The good thing about Apple's one-phone model is that there's no "choice paralysis" or "buyer's remorse." The bad thing is that if you want something else, they don't sell it. For example, if you want a big-screen iPhone, well, there's no such thing.
Google's design-your-own strategy may be the best of both worlds. You can just get that one phone, but then get the options you want.
With a high-quality screen and a blisteringly fast processor forming the basis of the phone, the Moto X done right could commoditize smartphone hardware. Most of the major features that other companies are trying to promote as selling points are just check-boxes on the Moto X shopping cart page.
Motorola's Googlish message to the world is: These features are no big deal. You want 'em? We got 'em.
What matters is not speeds, feeds, colors and hardware options. What matters is Google services, which will no doubt be central to the Moto X.

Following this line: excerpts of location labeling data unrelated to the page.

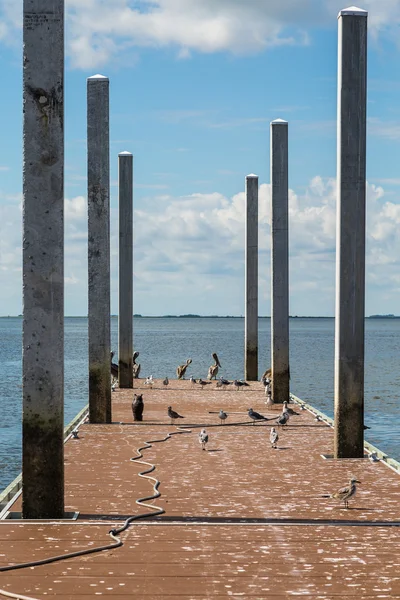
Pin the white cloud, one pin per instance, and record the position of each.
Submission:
(100, 31)
(189, 252)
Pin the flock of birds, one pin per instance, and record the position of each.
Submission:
(343, 494)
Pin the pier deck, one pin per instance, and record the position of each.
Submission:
(241, 520)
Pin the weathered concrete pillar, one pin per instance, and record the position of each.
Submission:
(280, 261)
(251, 296)
(125, 319)
(43, 261)
(99, 248)
(350, 244)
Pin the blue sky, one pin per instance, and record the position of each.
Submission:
(193, 88)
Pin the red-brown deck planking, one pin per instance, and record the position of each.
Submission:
(216, 538)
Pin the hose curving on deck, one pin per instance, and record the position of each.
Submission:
(155, 511)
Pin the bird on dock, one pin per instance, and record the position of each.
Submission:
(213, 370)
(181, 370)
(238, 383)
(282, 419)
(289, 410)
(135, 366)
(203, 438)
(114, 366)
(273, 437)
(203, 383)
(137, 407)
(255, 416)
(345, 493)
(222, 416)
(173, 415)
(149, 381)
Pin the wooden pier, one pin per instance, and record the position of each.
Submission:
(241, 519)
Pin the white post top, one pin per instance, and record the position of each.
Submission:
(98, 77)
(279, 122)
(353, 11)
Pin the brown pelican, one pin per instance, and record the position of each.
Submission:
(135, 366)
(345, 493)
(114, 366)
(213, 370)
(181, 370)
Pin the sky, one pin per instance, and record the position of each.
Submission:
(193, 88)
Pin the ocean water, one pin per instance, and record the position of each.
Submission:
(164, 343)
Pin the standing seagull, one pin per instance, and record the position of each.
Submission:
(289, 410)
(222, 415)
(213, 370)
(256, 416)
(173, 414)
(203, 438)
(273, 437)
(181, 370)
(345, 493)
(135, 366)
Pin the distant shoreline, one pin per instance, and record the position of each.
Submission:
(190, 316)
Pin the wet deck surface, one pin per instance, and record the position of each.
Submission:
(241, 520)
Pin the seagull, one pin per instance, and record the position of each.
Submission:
(345, 493)
(173, 415)
(149, 381)
(213, 370)
(203, 438)
(181, 370)
(273, 437)
(203, 383)
(256, 416)
(282, 419)
(238, 384)
(222, 415)
(289, 410)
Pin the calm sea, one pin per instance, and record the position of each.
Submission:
(164, 343)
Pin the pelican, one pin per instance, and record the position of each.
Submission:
(345, 493)
(213, 370)
(203, 438)
(135, 366)
(181, 370)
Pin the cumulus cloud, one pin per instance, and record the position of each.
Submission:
(99, 31)
(189, 252)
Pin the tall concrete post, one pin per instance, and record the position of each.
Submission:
(43, 261)
(251, 296)
(280, 261)
(99, 248)
(350, 244)
(125, 319)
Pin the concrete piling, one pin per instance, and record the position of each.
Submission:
(350, 253)
(99, 248)
(125, 319)
(43, 261)
(251, 277)
(280, 261)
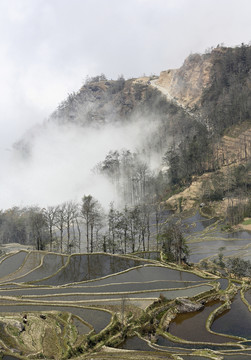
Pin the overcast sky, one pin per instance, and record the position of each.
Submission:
(48, 47)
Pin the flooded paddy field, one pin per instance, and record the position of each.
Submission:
(236, 321)
(183, 323)
(95, 288)
(98, 319)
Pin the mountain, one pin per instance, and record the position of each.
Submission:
(196, 118)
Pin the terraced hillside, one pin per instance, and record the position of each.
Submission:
(106, 306)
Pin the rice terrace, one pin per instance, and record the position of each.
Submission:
(100, 305)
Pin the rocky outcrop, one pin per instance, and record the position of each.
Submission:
(186, 305)
(187, 83)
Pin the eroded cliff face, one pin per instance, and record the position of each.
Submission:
(187, 83)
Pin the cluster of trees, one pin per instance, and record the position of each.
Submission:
(227, 100)
(173, 243)
(83, 226)
(131, 177)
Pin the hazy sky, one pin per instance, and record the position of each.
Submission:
(48, 47)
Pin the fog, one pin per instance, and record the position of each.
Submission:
(60, 164)
(49, 47)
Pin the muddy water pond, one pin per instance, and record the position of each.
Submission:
(97, 318)
(51, 264)
(149, 273)
(150, 255)
(171, 294)
(183, 323)
(135, 343)
(236, 321)
(112, 288)
(248, 296)
(86, 267)
(162, 341)
(12, 263)
(32, 260)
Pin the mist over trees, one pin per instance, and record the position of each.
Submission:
(173, 146)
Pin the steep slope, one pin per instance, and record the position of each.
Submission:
(186, 84)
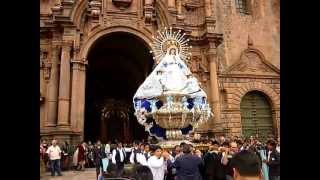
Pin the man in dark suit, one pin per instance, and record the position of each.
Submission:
(273, 160)
(118, 159)
(188, 166)
(213, 169)
(246, 165)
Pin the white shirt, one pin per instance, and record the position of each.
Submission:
(122, 155)
(269, 155)
(107, 149)
(132, 155)
(54, 152)
(157, 167)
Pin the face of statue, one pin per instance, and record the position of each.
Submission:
(172, 52)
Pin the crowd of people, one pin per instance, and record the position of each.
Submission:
(224, 159)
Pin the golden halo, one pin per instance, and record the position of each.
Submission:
(169, 39)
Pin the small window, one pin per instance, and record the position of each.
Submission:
(243, 7)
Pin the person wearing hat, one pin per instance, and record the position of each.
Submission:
(118, 159)
(188, 165)
(246, 165)
(273, 160)
(213, 169)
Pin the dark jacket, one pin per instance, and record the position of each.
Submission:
(98, 155)
(188, 167)
(274, 163)
(213, 169)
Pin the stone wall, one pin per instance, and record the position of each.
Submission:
(81, 23)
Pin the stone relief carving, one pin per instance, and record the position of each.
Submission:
(122, 4)
(193, 12)
(45, 64)
(199, 70)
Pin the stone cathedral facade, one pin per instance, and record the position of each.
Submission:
(95, 53)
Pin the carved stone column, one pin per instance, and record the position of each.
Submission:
(208, 9)
(64, 87)
(148, 11)
(211, 55)
(78, 95)
(171, 4)
(53, 86)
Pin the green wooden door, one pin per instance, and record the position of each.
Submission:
(256, 116)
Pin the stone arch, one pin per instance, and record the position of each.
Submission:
(163, 13)
(77, 12)
(98, 33)
(272, 96)
(257, 86)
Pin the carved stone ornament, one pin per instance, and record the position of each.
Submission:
(95, 8)
(122, 3)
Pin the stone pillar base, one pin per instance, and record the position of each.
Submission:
(62, 135)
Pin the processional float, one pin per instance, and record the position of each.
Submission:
(170, 102)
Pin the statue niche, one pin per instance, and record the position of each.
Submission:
(115, 120)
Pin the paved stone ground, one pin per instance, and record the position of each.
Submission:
(88, 174)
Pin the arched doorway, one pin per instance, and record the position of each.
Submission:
(256, 116)
(118, 63)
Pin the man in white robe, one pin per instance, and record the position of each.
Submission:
(157, 165)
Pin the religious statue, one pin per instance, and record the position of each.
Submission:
(171, 95)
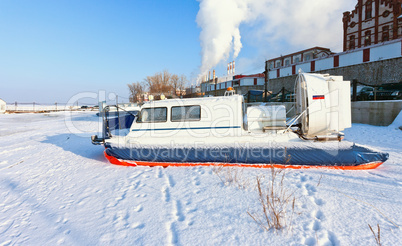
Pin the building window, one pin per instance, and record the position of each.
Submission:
(186, 113)
(369, 10)
(385, 33)
(352, 42)
(278, 63)
(367, 38)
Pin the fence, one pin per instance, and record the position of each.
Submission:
(39, 107)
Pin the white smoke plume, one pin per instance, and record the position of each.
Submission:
(299, 23)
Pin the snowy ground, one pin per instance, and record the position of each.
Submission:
(57, 188)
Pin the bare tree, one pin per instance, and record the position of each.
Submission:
(175, 83)
(136, 90)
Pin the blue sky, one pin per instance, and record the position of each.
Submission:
(52, 50)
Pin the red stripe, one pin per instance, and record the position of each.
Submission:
(318, 97)
(116, 161)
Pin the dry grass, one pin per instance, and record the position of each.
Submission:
(277, 202)
(377, 237)
(231, 176)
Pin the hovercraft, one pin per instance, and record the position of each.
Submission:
(229, 132)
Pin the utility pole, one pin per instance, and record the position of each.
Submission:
(266, 82)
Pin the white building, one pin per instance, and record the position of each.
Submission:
(2, 106)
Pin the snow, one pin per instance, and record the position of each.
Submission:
(56, 188)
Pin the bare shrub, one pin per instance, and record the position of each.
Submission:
(377, 237)
(231, 176)
(277, 202)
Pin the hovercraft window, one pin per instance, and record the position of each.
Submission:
(152, 115)
(186, 113)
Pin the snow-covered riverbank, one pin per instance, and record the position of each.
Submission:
(57, 188)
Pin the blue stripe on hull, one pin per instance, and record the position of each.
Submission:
(353, 156)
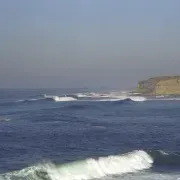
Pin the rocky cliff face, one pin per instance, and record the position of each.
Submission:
(164, 85)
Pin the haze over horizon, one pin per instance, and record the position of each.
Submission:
(104, 43)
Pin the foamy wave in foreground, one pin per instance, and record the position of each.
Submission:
(58, 99)
(86, 169)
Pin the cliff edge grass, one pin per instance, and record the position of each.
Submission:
(162, 85)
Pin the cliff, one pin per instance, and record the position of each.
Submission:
(163, 85)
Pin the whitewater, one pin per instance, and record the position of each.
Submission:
(75, 135)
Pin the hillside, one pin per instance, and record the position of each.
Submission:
(162, 85)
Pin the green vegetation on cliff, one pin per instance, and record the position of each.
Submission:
(163, 85)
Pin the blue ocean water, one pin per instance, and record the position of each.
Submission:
(69, 134)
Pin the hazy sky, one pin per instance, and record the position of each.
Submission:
(87, 43)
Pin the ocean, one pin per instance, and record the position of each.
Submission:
(75, 134)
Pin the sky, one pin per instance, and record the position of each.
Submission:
(87, 43)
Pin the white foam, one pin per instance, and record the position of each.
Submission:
(85, 169)
(59, 99)
(138, 98)
(101, 167)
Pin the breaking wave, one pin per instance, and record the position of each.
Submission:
(58, 99)
(130, 98)
(86, 169)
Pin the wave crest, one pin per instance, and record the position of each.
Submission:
(87, 169)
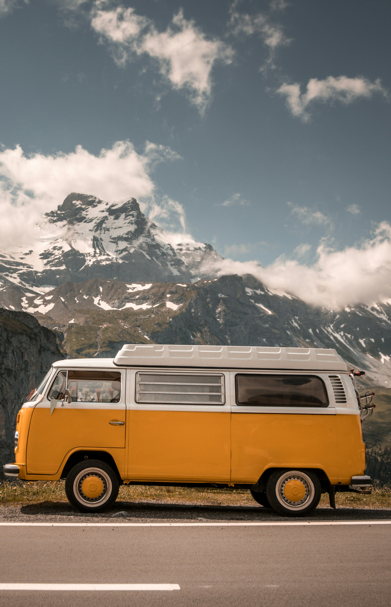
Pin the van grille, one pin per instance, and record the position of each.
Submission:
(339, 391)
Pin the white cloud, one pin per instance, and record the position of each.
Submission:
(310, 217)
(302, 250)
(31, 185)
(342, 89)
(360, 274)
(354, 209)
(169, 214)
(235, 200)
(237, 249)
(271, 33)
(7, 6)
(183, 54)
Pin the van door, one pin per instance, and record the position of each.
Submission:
(95, 419)
(178, 427)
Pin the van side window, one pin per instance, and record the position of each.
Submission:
(176, 388)
(94, 386)
(281, 391)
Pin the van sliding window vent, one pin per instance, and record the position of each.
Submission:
(178, 389)
(339, 392)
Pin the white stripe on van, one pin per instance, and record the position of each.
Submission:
(110, 525)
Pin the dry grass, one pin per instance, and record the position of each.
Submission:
(43, 491)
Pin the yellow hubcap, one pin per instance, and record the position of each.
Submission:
(92, 486)
(294, 490)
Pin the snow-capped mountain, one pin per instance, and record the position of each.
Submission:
(107, 265)
(96, 317)
(86, 237)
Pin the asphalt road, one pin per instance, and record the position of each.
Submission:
(226, 563)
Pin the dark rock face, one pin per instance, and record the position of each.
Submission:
(27, 351)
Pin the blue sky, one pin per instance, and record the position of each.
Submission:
(259, 127)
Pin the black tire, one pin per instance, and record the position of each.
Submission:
(299, 497)
(261, 498)
(92, 486)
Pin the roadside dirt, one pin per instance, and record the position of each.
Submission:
(154, 512)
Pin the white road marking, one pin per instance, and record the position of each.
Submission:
(89, 587)
(211, 524)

I predict that there will, in fact, be de-commoditizing hardware differentiators in the Moto X, but mostly those that favor Google services. For example, I believe they're going to make it super easy to use Google Now without pressing buttons.
This is my prediction, speculation and analysis. But we won't have to wait long to find out what Google is really up to here. The company has invited a few dozen journalists to come to the Google campus next week and see the new phone. (I'm one of those journalists.)
So if you're planning on buying a phone this month, you might want to hold off until you see what kind of crazy scheme Motorola and Google are really hatching here. It could be crazy good.